Tensorflow keras freeze / unfreeze a specific layer or multiple layers based on layer name.
Freezing a layer retains current weights of a layer and does not alter when the model is trained / during model fitting. Simply put the the frozen layers are not trainable.
Freezing layer is a technique predominantly used for transfer learning and fine-tuning.These are cases in which we wish to retain layer weights; as this could be an already trained model like resnet , mobilenet,etc.
Or we just want to train only certain layers in the current model and not the whole model- we can freeze and unfreeze layers according to our needs and then start the fitting processing.
Creating a new tensorflow model using functional api - execute the given code to generate the following model.
Generated model is stored in a variable called "model".
# viewing the model info
# pass "show_trainable=True"
# to see whether a layer is trainable
model.summary(show_trainable=True)
Model: "model_1" ____________________________________________________________________________ Layer (type) Output Shape Param # Trainable ============================================================================ input_layer (InputLayer) [(None, 3)] 0 Y dense_0 (Dense) (None, 8) 32 Y dense_1 (Dense) (None, 8) 72 Y dense_2 (Dense) (None, 8) 72 Y output_layer (Dense) (None, 1) 9 Y ============================================================================ Total params: 185 (740.00 Byte) Trainable params: 185 (740.00 Byte) Non-trainable params: 0 (0.00 Byte) ____________________________________________________________________________
The created model has one input layer , 3 dense layers and one output layer. Each layer contains a "trainable" parameter to which we can set boolean value to make a layer trainable or freeze it.If trainable is set to True then the layer weights are updated during the model training process. All layers are intialized with trainable as True.

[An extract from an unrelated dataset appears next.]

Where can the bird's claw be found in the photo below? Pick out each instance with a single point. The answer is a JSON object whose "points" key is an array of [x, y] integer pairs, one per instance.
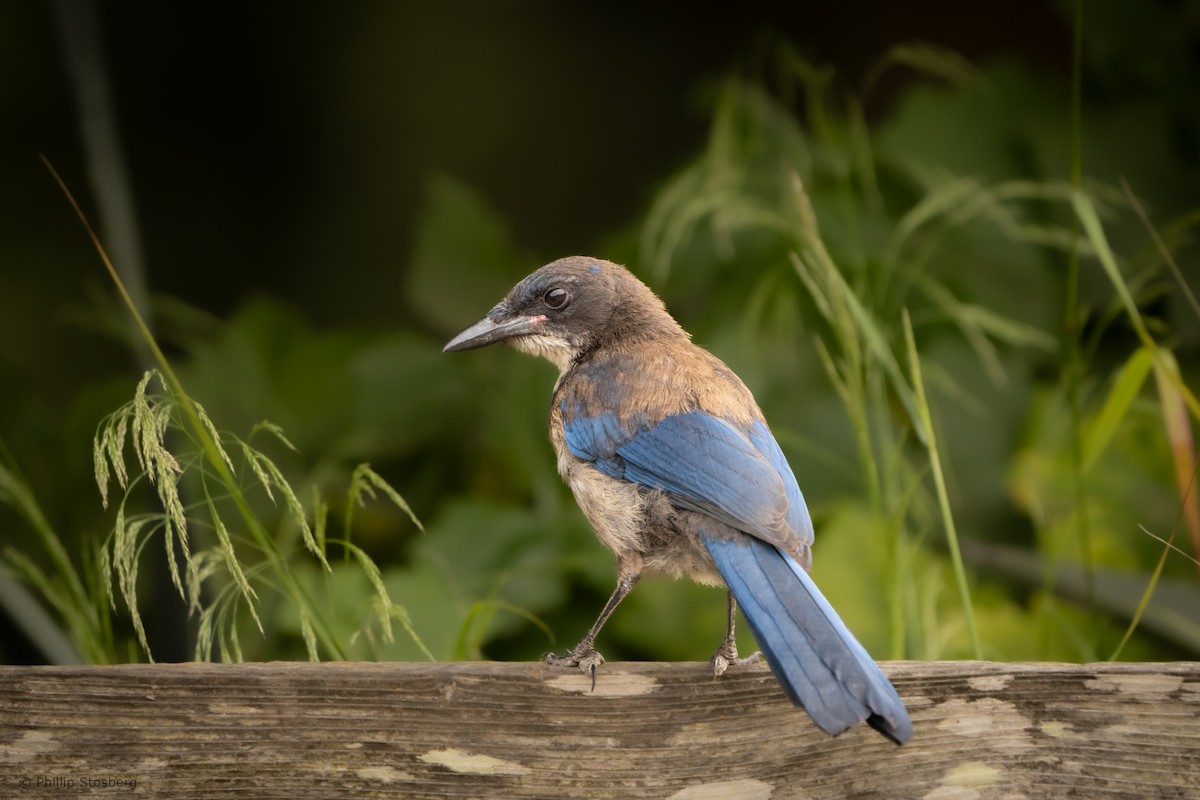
{"points": [[586, 659], [727, 656]]}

We can freeze a layer to retain the weights and prevent it from updating during the training process- by simply setting the trainable parameter as False. The model summary will also display the total trainable and non-trainable parameters.
Freeze a layer if current layer name exactly matches the string. If layer name is "dense_0" then it will be frozen - that is trainable will be set to False.Weights are not updated during the training process ; non trainable.
for layer in model.layers:
# freeze layer if current layer name is same as string
if layer.name == "dense_0":
layer.trainable = False
model.summary(show_trainable=True)
Model: "model_1" ____________________________________________________________________________ Layer (type) Output Shape Param # Trainable ============================================================================ input_layer (InputLayer) [(None, 3)] 0 Y dense_0 (Dense) (None, 8) 32 N dense_1 (Dense) (None, 8) 72 Y dense_2 (Dense) (None, 8) 72 Y output_layer (Dense) (None, 1) 9 Y ============================================================================ Total params: 185 (740.00 Byte) Trainable params: 153 (612.00 Byte) Non-trainable params: 32 (128.00 Byte) ____________________________________________________________________________
Unfreeze a layer by setting the trainable parameter to True.Here, if current layer name exactly matches the string "dense_0" then it will be unfrozen - that is trainable will be set to True.Weights of this layer will be updated during the training process.
for layer in model.layers:
# unfreeze layer if current layer name is same as string
if layer.name == "dense_0":
layer.trainable = True
model.summary(show_trainable=True)
Model: "model_1" ____________________________________________________________________________ Layer (type) Output Shape Param # Trainable ============================================================================ input_layer (InputLayer) [(None, 3)] 0 Y dense_0 (Dense) (None, 8) 32 Y dense_1 (Dense) (None, 8) 72 Y dense_2 (Dense) (None, 8) 72 Y output_layer (Dense) (None, 1) 9 Y ============================================================================ Total params: 185 (740.00 Byte) Trainable params: 185 (740.00 Byte) Non-trainable params: 0 (0.00 Byte) ____________________________________________________________________________
Freeze a layer if the layer name ends with specific text string.Here, if layer name ends with "_1" then that layer will be freezed and will not updated during the training process.Only "dense_1" layer matches the criteria , only this layer will frozen.
for layer in model.layers:
# freeze layers if current layer name ends with "_1"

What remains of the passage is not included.